Saturday, 5 February 2011

Bird sighting means winter should take wing

By KYLE PETERSON
kpeterson@beaufortgazette.com
843-706-8147
Published Tuesday, February 1, 2011

Joyce Geiger couldn't mistake the fluttering at her backyard bird feeder Sunday morning, even though several other birds surrounded it.

"A painted bunting really stands out," said the 80-year-old Hilton Head Island retiree. "It was just a joy to see it."

Indeed, the Technicolor creature lives up to its name.
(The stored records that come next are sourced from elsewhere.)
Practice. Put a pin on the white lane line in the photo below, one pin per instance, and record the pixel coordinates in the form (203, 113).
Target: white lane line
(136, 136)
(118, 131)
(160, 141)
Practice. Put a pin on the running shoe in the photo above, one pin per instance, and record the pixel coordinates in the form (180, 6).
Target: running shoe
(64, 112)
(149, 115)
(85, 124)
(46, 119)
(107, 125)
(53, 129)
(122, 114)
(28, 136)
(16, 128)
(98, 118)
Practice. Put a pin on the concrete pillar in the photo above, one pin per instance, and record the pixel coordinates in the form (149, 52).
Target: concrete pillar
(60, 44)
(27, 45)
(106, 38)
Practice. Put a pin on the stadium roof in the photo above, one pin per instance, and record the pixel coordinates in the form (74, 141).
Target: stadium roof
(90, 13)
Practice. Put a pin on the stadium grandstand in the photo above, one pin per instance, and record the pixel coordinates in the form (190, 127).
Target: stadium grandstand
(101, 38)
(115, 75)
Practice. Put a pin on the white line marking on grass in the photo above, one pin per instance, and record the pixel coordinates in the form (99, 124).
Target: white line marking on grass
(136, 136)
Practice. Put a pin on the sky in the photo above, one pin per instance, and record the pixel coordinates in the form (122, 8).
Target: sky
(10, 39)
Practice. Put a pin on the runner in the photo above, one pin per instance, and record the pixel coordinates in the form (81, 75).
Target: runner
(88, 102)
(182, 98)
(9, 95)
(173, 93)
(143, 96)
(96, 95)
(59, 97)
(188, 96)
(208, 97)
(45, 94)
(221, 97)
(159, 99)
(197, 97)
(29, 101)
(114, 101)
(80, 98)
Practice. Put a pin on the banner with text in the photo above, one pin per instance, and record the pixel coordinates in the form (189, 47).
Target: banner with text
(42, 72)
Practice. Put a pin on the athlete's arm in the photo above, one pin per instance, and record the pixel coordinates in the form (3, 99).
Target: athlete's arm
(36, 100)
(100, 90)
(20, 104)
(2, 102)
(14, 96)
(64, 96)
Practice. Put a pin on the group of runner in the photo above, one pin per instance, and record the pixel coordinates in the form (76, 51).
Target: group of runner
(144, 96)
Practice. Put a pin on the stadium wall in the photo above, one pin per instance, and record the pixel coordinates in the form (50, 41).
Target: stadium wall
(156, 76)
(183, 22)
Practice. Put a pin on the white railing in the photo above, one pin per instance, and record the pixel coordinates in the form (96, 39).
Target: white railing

With a royal-blue head, bright-red breast and lime-green back, the male painted bunting looks as if it was accidentally dyed when an unsteady artist dropped his neon palette.

But the birds are known for more than just their pretty plumage.

While others rely on groundhogs to forecast a change in the seasons, Lowcountry residents have the painted bunting. Because the birds winter in Florida and Central America and sometimes spend their summers in Beaufort County, sighting a painted bunting in the chilly, early months of the year can be a harbinger of spring.

For the past two decades, it has become a community tradition for the first person to see a painted bunting to call The Island Packet.

Geiger and her husband, Jack, 83, spotted the bird at about 10:30 a.m. Sunday. Their house on Foxbriar Court in Hilton Head Plantation overlooks marsh that is a popular destination for robins, cedar waxwings and buntings, alike.

This isn't the first sighting for the couple. Geiger said she usually sees a painted bunting every year, and she still has the newspaper clipping from 2000, when her first sighting was reported by the Packet.